Casos, innovación y oportunidades para viajeros
La intersección entre wellness y gastronomía está activando emprendimientos que ofrecen soluciones como trazabilidad de productos, gestión de residuos en cocinas y plataformas que conectan directamente a pequeños productores con alojamientos. Concursos y foros de UNWTO + Basque Culinary Centre fomentan estas iniciativas y vislumbran modelos replicables.
Para el viajero esto se traduce en más opciones: elegir alojamientos con certificación confiable (por ejemplo, reconocida por GSTC o incluida en listas validadas por Travalyst) aumenta la probabilidad de una experiencia auténtica y responsable. Además, estudios muestran que muchos turistas (más del 50% en diversas muestras) estarían dispuestos a pagar un sobreprecio moderado por estos valores añadidos.
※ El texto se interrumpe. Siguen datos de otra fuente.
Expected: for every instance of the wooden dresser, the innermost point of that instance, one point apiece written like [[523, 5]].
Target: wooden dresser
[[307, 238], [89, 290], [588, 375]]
Si planeas un viaje enfocado en bienestar y gastronomía, busca transparencia: certificados explícitos, acuerdos con comunidades, menús que reduzcan desperdicio y experiencias que expliquen el origen de ingredientes y rituales. Así apoyas economías locales y disfrutas de viajes con más sentido.
En resumen, la combinación de spas ancestrales y menús contemporáneos tiene potencial para reinventar la experiencia viajera si se apoya en certificaciones, gobernanza ética y prácticas sostenibles. La evidencia de mercado y académica (crecimiento del sector, impacto económico de la gastronomía, disposición a pagar por sellos) muestra que esta ruta es viable y demandada.
Como viajeros y agentes (restaurantes, alojamientos, comunidades), la invitación es a optar por transparencia y cooperación: elegir establecimientos certificados, exigir prácticas de beneficio compartido y valorar menús que reduzcan desperdicio. De ese modo, la magia del bienestar ancestral se mantiene viva y la gastronomía local se convierte en motor de desarrollo y memoria cultural.